By Ruot George and Tapeng Michael Ohure

South Sudanese leaders including Members of Parliament must face the wrath of the media for portraying conducts which counter their roles of being exemplary in society, Prof. Chaplain Kara, the Deputy Dean of the School of Journalism and Communication Studies at the University of Juba said.

Prof. Kara was addressing journalists in the capital Juba at a two days’ workshop on constitution making and parliamentary reporting.

“Be brave and report about those members of parliament who sleep during deliberations because their constituencies did not send them to sleep but to fight for their constituency’s interests,” Prof. Kara said.

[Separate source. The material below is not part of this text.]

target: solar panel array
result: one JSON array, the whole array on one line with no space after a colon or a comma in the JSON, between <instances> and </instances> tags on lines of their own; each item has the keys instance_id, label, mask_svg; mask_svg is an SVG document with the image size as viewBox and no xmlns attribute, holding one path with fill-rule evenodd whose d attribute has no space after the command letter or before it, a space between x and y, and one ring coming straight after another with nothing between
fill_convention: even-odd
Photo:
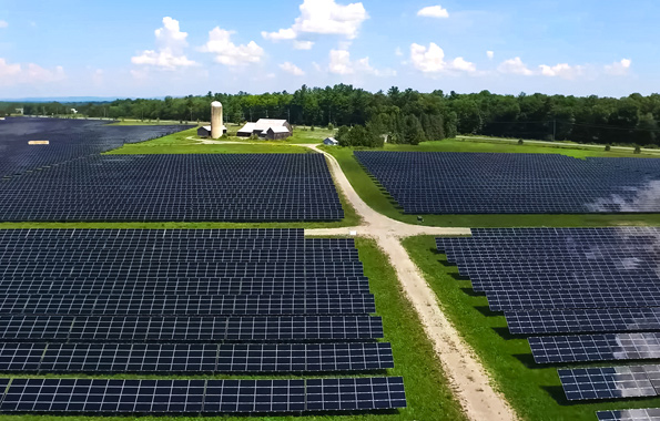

“There is nothing wrong a journalist capturing such situation.”

The professor noted that MPS even fail in simple things like dressing well when in the house.

“Those MPs who go there not properly dressed are breaking the laws, he/she is breaking the conduct of the guidelines” Prof. Kara said.

“When you go with broken shoes, you have broken the code, it means you don’t know your work. From not knowing your work, you don’t also know how to represent your constituency,” he said.

The training, on Tuesday and Wednesday was organized by the Union of Journalists of South Sudan with support from UNMISS, UNESCO and UNDP.

It attracted about 40 journalists from various media houses.

“This capacity building will be continuous, it will not be a one-day thing. One of our expectations is that the same people should continue to attend this parliamentary reporting training so that their capacity is built,” the President of the Union of journalists, Patrick Oyet Charles told participants.

The Director General of South Sudan Media Authority, Sapana Abuyi urged journalists to be conflict sensitive when reporting news and encourage peace in South Sudan.

 “Conflict sensitive reporting should be encouraged to create conducive atmosphere,” Abuyi said.

“In this era, it is important for the media to filter all news to ensure accuracy,” he said.

Tap Pant, UNESCO Head of Education Unit called on the government of South Sudan to respect the freedom of expression and create a conducive environment for journalists.

“I want to call on the government of South Sudan to keep the Articles 24, 32 as a cornerstone for development in South Sudan,” he said.

The UNDP Representative, Andrew Suruma, meanwhile said the training on constitution making and parliamentary reporting has been very timely.

“This workshop is timely and important because it comes at the time of the formation of parliament and the constitutional making process,” Suruma told participants.